Account authorization

Connecting to BigQuery Using OAuth 2.0

Authorization via OAuth 2.0 is the default option. Simply navigate to Authorizers, click on Authorize New Service, and choose Google BigQuery. Follow the promts to finish the authorization process.

Connecting to BigQuery Using Service Account

If you are trying to connect Google BigQuery via service account instead of your Google Account, before creating a new destination, first authorize the service accounts. Please follow these steps:

  1. Go to Certificates & Tokens in Dataddo to add your certificate (the certificate type should be RSA Private Key).
  2. Go to Authorizers and add a new service called GBQ (Service account).
  3. Select the newly added certificate and name your service.

Creating a Google BigQuery Data Destination

  1. Go to Destinations, click on Create Destination, and choose BigQuery.
  2. Choose your account and click on Next.

If you have not authorized your Google Account, click on Authorize. You will be automatically redirected to the OAuth 2.0 authorization process. In case you need to add a Google Service Account please follow Connecting to BigQuery using Service Account.

  1. Finally, select your project and dataset.

Once you create your data flow, Dataddo will automatically create a table in your selected project and dataset.
Google Big Query- step 4b

Creating a Google BigQuery Data Flow

  1. Go to Flows and click on Create Flow.
  2. Click on Connect Your Data to add your data source.
  3. Click on Connect Your Data Destination and select your Google BigQuery destination.
  4. You will be asked to fill in table name and choose a Write Mode.

Google Big Query- Flow 6a

By default, the writing operation to BigQuery will be triggered after the extraction is finished. If needed, cou can set a custom schedule.

  1. Check if your configuration is correct by taking a look at the Data Preview tab.
  2. Finally, click on Create Flow.

Checking Your Google BigQuery Table Configuration

Automatic Configuration

When the writing operation is triggered for the first time, Dataddo will automatically create a new table with the name you've chosen.

Date and time values will be stored as TIMESTAMP data type, integers as INTEGER, floating numerics as FLOAT, and string as a STRING data type.

If the operation fails, please proceed to the Troubleshooting section or continue with manual configuration.

Manual Configuration

  1. Click on the three dots next to your data flow and choose Config.
  2. A window with the configuration details will pop up. Follow the instructions to finish the configuration.
    Google Big Query - configuration 2

Congratulations, your new data destination & data flow are ready!


Troubleshooting

The Table Was Not Automatically Created

If your flow turned into a broken state right after being created, the table failed to be created. Please click on the three dots next to your flow and choose Show Logs to look for the error description. In most cases the problem is one of these:

  • Insufficient permissions to create the table. Make sure that the authorized BigQuery user has at least a WRITER role.
  • The table already exists. Delete the already existing table and restart the flow.

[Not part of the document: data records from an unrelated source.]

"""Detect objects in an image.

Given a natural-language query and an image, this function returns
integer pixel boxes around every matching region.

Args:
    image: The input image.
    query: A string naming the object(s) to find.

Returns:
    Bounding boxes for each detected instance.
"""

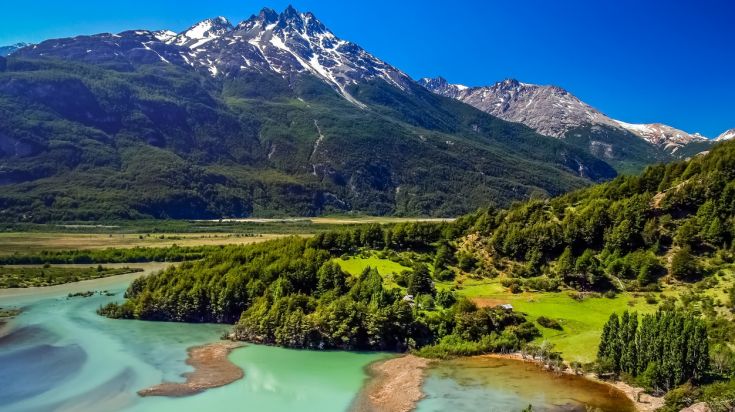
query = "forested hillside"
[100,223,538,353]
[0,9,616,222]
[100,142,735,408]
[460,138,735,290]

Flow Broke After Changing the Source

In order to maintain data consistency, changes done at the flow level are not automatically transmitted to the downstream database destinations. For example, table schemas are not automatically updated without your knowledge.

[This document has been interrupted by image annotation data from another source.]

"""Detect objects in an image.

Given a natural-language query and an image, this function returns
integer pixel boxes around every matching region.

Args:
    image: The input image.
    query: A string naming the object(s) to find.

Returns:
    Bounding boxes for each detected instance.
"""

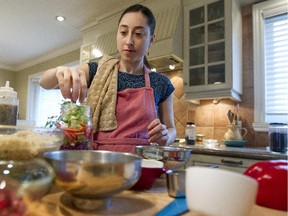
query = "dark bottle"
[269,123,288,153]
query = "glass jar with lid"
[58,101,92,150]
[185,122,196,145]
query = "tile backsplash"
[165,3,269,147]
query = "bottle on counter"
[0,81,19,125]
[268,123,288,153]
[185,122,196,145]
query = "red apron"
[93,67,157,153]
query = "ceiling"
[0,0,141,71]
[0,0,259,71]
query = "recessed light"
[56,16,65,22]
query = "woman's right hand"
[55,66,87,102]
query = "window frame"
[252,0,288,132]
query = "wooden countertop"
[173,143,288,160]
[25,179,287,216]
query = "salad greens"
[59,101,90,129]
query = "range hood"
[85,0,183,72]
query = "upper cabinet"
[183,0,242,101]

If your flow broke after you've changed your source, it is likely that the new table schema does not match the one in your destination. For more detail, click on the three dots next to the broken flow, and select Show Logs.

In case

  1. the data collected in the BigQuery table can be deleted, delete the entire table and reset the flow. Dataddo will attempt to create a new table.
  2. the data cannot be deleted, try manually adding missing columns.

Data Duplicates

BigQuery is primarily an append-only database, therefore the recommended approach is to use INSERT write mode.

INSERT, however, may result in duplicates in your data. To avoid that, you can also use:

  • TRUNCATE INSERT. This write mode removes all the content in the BigQuery table prior to data insertion.
  • UPSERT. This write mode inserts new rows and updates existing ones. To perform this correctly, it is necessary to set a unique key representing one or multiple columns.

Common error messages

invalid_grant

Your BigQuery token has been revoked. Please re-authorize your account.

invalid_configuration

When using UPSERT write mode, the combination of columns that you have chosen does not produce a unique index. Edit a flow and include more columns to the index.

Erroneous communication with Google Big Query API: failed to prepare table: Failed to create new table

The big query table name is already used. Please edit the flow and choose a different table name.

Failed to convert value GBQ data type

Affected column data type is incompatible with the data type in your destination. Please use of these two options:

  • Change the data type of the affected column by navigating to your source, selecting Edit and going to the Data Types tab. Change column’s data type to date.
  • Change the data type in big query table to integer.

Need assistance?

Feel free to contact us and we will help you with the setup. To speed the process of resolving your issue, make sure you provide us with sufficient information.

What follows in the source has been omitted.